BHarris · Apr 22, 2025 01:14 PM

Suppose I have this table:

Category	Item	Level
A	1	delta
A	2	foxtrot
A	3	hotel
B	1	juliet
B	3	lima

Note that Category=B, Item=2 is missing.

If I try to "split" this table with "Split By" = Category and "Split Columns" = Level, and "Keep All", it returns this:

Item	A	B
1	delta	juliet
2	foxtrot	lima
3	hotel

Note that on the newly Split table, it shows that Item=2,Category=B is "lima", but that's incorrect -- that cell should be blank, and "lima" should be under Item=3,Category=B.

Is this user error, or is this a bug in JMP?

Chris_Kirchberg · Apr 22, 2025 01:45 PM

Hi @BHarris, try using Item in group. The result will be what you would expect.

Best,

Chris Kirchberg, M.S.²
Data Scientist, Life Sciences - Global Technical Enablement
JMP Statistical Discovery, LLC. - Denver, CO
Tel: +1-919-531-9927 ▪ Mobile: +1-303-378-7419 ▪ E-mail: chris.kirchberg@jmp.com
www.jmp.com

View solution in original post

Chris_Kirchberg · Apr 22, 2025 01:45 PM

Hi @BHarris, try using Item in group. The result will be what you would expect.

Best,

Chris Kirchberg, M.S.²
Data Scientist, Life Sciences - Global Technical Enablement
JMP Statistical Discovery, LLC. - Denver, CO
Tel: +1-919-531-9927 ▪ Mobile: +1-303-378-7419 ▪ E-mail: chris.kirchberg@jmp.com
www.jmp.com

BHarris · Apr 22, 2025 01:49 PM

Yes, that does seem to work.

Can you explain what's going on? I'd like to understand why the Group step was necessary.

Chris_Kirchberg · Apr 22, 2025 02:11 PM

Sure, Splitting without the group is doing it in a literal fashion by row and is not aware that Item has a missing component for category. Group forces level to separate out by Item for each category by taking a look at Item first then Category.

From online help (https://www.jmp.com/support/help/en/18.2/?os=mac&source=application#page/jmp/split-columns-in-data-t...:(

Group

Specifies a Group variable when you want your data to be split within each group of the selected variable. Each group results in a row in the output table. You must also specify the required variables, Split By, and Split Columns.

Note: If the variable that you want to group by contains unequal groups or is in a random order, specifying it as the Group variable ensures that your data is restructured properly, and any missing values are assigned in the appropriate places.

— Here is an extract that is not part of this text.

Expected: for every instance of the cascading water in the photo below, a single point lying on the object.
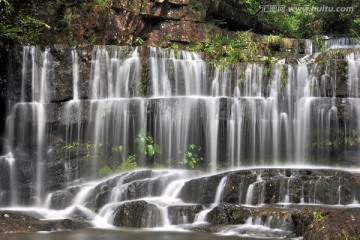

Otherwise you would have to put in an extra row and define Category and Item but leave Level blank for that row.

Hope that helps.

Chris Kirchberg, M.S.²
Data Scientist, Life Sciences - Global Technical Enablement
JMP Statistical Discovery, LLC. - Denver, CO
Tel: +1-919-531-9927 ▪ Mobile: +1-303-378-7419 ▪ E-mail: chris.kirchberg@jmp.com
www.jmp.com

BHarris · May 7, 2025 02:03 PM

The more I think about this, the less it makes sense. I don't understand why split would behave like that under any circumstance -- almost like the developers simply nested some loops and hoped that the data would fall in the right spots...

I'm left wondering if (a) I'm still too dumb to understand the underlying rationale for this behavior, (b) this was implemented this way to offer high performance (fast splits on large tables) where the inputs are full-factorial and the user is expected to know that assumption is being made, or (c) it's really just a bug that needs to be submitted/fixed.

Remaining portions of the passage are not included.